From the user model perspective some different types of information is saved for further usage. The activities a learner performed are saved using the activity schema outlined in the ontology definition in section “Support Strategies”. The concepts coming from a domain model in the background and used for self-evaluation are stored together with the proficiency level as domain competence. The tags related to certain texts are saved as generic information. All this information is used for keeping the user data persistent and visualising the analysis in the Self-Reflection widget.
SRL Monitor
The SRL monitor provides support to develop self-awareness about the performed learning activities. The goal is not only to monitor and visualise the observable actions (as saved in log data), but also to monitor the cognitive and meta-cognitive activities that are not directly measurable. To this end, the measurable actions are mapped to cognitive and meta-cognitive learning activities from the ontology. To be precise, the key actions extracted from the log data analysis (based on an algorithm that clusters the log data) are mapped to elements of the learning ontology. The mapping is partially done by the learner herself, but also supported by an algorithm that takes into account the previous manual assignments. The goal is to make learners aware about their cognitive and meta-cognitive learning activities.
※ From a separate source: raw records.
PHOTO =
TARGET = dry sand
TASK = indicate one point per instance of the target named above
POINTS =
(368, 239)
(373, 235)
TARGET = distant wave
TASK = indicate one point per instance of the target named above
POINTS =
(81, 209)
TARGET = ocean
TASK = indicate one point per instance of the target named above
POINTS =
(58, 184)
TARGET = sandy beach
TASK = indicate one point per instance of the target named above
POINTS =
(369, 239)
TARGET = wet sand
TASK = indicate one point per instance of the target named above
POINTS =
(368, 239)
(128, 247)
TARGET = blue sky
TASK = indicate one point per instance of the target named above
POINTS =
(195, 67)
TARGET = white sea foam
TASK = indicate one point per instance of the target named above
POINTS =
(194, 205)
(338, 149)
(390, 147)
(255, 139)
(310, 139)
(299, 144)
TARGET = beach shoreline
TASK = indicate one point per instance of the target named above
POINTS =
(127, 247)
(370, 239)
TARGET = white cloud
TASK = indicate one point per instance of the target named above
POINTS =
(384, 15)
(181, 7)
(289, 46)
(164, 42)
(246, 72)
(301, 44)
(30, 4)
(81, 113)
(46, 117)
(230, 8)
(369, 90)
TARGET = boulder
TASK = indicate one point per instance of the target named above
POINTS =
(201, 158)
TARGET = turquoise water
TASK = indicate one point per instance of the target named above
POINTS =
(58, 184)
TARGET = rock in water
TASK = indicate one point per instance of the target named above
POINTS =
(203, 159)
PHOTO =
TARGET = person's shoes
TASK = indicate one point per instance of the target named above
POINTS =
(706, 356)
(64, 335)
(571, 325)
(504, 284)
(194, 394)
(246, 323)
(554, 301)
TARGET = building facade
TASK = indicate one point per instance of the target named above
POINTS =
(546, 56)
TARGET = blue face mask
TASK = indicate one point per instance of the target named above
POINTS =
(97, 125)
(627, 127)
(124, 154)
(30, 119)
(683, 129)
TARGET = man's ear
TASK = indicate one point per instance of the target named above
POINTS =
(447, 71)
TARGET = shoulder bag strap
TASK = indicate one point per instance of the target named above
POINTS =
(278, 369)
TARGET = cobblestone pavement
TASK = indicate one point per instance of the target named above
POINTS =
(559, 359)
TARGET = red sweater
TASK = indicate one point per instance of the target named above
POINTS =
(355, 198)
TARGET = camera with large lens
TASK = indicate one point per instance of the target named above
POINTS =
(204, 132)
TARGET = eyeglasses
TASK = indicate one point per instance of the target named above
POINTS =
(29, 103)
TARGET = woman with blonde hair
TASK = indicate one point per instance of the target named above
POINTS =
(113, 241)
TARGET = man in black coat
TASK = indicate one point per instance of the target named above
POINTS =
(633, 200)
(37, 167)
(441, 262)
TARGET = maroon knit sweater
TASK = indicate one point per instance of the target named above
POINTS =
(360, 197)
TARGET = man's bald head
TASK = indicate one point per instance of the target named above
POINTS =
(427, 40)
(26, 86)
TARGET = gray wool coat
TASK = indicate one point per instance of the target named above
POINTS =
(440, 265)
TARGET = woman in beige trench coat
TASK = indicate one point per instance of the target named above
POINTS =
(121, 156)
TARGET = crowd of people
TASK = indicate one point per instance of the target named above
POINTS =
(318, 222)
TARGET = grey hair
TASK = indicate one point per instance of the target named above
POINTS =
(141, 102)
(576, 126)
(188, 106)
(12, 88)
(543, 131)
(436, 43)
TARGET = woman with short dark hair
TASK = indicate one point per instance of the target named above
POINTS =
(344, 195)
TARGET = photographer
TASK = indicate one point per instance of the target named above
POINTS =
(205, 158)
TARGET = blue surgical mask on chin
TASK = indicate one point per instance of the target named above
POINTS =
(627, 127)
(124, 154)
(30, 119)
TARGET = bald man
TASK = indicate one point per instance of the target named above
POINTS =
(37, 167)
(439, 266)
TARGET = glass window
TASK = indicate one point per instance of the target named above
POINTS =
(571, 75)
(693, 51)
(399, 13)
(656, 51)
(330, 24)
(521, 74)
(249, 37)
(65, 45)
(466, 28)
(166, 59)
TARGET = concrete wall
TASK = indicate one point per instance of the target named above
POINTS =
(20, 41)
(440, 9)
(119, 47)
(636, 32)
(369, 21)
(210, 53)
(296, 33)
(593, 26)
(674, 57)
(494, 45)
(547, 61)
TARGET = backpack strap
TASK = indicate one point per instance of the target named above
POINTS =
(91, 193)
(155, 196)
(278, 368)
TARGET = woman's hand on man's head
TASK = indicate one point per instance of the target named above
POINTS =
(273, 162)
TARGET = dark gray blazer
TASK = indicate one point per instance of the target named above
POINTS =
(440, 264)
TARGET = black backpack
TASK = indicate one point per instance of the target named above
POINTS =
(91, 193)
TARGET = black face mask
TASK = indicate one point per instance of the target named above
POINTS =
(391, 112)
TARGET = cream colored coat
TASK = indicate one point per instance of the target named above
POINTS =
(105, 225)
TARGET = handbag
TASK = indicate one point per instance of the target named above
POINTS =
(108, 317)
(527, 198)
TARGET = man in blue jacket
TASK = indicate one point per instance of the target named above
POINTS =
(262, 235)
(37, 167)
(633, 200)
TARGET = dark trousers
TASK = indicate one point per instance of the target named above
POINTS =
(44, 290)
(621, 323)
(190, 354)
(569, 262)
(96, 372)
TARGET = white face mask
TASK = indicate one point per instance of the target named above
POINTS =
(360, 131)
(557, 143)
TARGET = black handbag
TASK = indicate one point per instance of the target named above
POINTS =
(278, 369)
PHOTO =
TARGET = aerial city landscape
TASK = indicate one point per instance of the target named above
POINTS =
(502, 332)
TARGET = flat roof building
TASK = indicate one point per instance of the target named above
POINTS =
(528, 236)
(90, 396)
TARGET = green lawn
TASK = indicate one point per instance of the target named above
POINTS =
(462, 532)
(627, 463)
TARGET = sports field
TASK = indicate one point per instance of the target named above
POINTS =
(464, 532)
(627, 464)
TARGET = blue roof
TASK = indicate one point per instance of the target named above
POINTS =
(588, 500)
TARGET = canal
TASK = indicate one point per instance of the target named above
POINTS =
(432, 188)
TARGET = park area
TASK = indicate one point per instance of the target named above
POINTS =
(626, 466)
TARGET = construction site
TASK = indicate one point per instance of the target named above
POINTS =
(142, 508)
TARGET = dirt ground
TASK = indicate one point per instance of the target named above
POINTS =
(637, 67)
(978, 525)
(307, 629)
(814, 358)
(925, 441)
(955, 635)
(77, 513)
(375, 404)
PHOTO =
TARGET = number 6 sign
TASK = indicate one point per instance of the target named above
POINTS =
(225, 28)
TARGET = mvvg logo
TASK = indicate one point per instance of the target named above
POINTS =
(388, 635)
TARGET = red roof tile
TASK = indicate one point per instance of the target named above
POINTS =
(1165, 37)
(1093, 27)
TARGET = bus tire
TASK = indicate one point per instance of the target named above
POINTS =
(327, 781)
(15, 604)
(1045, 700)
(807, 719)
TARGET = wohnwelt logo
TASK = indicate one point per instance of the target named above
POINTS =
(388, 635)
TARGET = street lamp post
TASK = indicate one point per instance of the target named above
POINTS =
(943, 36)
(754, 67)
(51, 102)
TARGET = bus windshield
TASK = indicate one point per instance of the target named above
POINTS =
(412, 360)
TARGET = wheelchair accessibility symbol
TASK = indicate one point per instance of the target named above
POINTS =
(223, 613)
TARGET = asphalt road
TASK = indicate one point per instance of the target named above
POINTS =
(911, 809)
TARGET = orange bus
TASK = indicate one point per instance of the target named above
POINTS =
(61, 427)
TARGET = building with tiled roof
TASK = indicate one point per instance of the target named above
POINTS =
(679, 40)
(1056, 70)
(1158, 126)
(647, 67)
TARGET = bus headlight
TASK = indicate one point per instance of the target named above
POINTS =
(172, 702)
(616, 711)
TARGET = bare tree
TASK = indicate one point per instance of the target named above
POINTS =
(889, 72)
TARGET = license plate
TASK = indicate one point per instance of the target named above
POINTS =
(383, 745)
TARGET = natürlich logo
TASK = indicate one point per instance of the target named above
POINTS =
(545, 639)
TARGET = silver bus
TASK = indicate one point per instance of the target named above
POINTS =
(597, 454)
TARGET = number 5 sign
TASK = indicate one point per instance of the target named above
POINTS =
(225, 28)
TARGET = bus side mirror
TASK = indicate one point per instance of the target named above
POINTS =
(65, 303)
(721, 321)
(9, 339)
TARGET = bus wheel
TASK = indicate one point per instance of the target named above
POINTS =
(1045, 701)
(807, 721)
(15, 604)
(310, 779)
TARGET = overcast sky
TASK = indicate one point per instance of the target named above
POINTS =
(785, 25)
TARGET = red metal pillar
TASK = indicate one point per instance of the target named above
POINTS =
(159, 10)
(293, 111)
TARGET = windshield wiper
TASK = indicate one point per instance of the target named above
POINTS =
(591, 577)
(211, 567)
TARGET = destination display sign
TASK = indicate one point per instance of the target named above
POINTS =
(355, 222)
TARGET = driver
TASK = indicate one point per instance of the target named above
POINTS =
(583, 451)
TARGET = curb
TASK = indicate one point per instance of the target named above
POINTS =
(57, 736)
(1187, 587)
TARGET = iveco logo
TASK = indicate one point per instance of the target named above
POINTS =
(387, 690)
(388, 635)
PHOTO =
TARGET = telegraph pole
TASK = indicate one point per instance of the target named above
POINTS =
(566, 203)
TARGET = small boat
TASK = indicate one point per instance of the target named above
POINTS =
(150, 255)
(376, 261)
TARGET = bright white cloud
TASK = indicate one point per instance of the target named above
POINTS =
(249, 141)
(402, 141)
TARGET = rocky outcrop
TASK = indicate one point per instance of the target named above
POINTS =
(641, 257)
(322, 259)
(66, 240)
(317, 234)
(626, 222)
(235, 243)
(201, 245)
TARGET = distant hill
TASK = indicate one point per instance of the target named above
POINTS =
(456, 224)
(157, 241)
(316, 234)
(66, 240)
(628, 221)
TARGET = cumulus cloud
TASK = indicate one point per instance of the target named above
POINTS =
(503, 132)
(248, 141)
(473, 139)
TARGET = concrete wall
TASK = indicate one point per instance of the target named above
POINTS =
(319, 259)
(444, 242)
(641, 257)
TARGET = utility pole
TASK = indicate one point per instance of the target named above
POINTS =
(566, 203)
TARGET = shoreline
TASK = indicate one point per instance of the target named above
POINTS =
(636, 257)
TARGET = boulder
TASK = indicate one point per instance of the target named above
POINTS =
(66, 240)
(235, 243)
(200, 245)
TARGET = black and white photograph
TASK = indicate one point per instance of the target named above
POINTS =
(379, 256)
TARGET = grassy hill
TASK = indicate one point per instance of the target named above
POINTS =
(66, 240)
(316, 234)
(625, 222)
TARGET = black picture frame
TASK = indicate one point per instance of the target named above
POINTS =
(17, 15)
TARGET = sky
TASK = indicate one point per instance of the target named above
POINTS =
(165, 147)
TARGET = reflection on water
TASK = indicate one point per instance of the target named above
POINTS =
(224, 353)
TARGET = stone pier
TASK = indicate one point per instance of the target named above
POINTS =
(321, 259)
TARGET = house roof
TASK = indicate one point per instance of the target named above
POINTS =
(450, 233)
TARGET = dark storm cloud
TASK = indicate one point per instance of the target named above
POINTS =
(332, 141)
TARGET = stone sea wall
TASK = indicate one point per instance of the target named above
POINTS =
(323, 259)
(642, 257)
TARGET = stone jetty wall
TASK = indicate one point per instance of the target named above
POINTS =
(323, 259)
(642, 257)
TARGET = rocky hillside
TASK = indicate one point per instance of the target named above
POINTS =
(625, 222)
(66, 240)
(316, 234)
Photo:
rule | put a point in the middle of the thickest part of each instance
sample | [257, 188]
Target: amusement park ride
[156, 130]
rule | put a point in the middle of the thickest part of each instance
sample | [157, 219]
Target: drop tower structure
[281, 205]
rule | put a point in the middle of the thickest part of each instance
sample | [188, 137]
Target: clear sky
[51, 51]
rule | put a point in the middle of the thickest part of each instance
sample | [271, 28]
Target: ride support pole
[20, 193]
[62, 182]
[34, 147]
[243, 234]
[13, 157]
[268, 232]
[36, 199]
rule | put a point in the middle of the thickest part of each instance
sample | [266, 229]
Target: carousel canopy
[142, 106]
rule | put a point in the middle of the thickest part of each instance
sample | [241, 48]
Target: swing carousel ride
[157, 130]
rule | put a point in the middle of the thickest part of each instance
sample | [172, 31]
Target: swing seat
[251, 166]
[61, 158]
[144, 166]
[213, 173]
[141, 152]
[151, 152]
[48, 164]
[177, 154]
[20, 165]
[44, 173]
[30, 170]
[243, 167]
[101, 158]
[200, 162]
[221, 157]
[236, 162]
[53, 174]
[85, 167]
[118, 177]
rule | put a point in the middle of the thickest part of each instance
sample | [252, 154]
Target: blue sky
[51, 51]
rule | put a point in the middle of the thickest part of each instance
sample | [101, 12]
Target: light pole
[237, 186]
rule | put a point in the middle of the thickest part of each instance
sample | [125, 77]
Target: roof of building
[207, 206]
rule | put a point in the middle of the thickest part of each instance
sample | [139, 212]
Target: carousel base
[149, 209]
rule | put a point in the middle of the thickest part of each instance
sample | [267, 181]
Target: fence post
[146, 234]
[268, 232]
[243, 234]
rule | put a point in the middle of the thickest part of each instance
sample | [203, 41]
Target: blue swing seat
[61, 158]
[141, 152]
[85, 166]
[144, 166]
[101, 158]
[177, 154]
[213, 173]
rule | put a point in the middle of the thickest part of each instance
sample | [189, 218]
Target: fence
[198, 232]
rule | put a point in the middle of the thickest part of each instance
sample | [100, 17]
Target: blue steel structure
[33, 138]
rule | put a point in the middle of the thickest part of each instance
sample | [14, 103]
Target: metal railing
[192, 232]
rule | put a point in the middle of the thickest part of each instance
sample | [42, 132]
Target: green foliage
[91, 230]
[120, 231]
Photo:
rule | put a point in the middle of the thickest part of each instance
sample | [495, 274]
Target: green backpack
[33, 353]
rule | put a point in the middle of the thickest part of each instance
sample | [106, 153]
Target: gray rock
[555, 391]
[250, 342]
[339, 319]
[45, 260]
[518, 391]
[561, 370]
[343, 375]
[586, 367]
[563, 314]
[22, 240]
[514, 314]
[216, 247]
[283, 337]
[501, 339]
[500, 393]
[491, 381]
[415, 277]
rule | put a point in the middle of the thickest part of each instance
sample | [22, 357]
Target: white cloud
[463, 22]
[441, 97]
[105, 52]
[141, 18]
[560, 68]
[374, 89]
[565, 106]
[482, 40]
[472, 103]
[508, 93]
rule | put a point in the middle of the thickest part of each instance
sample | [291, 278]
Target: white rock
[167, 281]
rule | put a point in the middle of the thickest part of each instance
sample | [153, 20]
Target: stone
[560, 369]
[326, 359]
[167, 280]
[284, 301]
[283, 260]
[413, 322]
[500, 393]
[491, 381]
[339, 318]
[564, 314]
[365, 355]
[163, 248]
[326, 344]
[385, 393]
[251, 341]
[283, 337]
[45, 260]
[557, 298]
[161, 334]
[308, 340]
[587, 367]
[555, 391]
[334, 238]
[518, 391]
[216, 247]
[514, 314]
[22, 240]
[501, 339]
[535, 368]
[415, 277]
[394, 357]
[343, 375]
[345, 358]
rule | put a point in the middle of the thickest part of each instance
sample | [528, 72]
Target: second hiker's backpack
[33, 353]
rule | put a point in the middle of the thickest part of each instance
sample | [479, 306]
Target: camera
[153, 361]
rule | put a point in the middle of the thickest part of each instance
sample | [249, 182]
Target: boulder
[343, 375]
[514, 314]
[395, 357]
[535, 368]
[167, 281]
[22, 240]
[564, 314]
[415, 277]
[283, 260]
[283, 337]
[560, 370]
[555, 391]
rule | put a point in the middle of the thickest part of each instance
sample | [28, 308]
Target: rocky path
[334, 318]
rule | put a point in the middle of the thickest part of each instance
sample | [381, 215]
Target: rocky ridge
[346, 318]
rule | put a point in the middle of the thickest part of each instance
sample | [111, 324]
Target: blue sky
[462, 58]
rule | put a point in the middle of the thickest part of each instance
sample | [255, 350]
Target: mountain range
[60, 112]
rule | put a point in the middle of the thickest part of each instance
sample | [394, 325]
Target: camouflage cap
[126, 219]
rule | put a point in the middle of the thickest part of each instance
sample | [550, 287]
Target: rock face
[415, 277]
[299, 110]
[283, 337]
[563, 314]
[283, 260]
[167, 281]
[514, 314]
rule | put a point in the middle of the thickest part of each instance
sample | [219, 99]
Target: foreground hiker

The screenshot displayed in Fig. 10 shows two views of the SRL Monitor. In the first view, the SRL Monitor displays the learner’s captured log data in a sequence. Then the learner can select which learning technique she has actually applied. Based on these selections, reasoning is done regarding the applied learning strategies. Since there are only nine learning strategies, a comprehensive overview of the learner’s behaviour can be given. This overview is graphically shown in the second view of Fig. 10. In this way learners get feedback about their learning behaviour and might rethink their learning process if some learning strategies never appear on the graphical profile.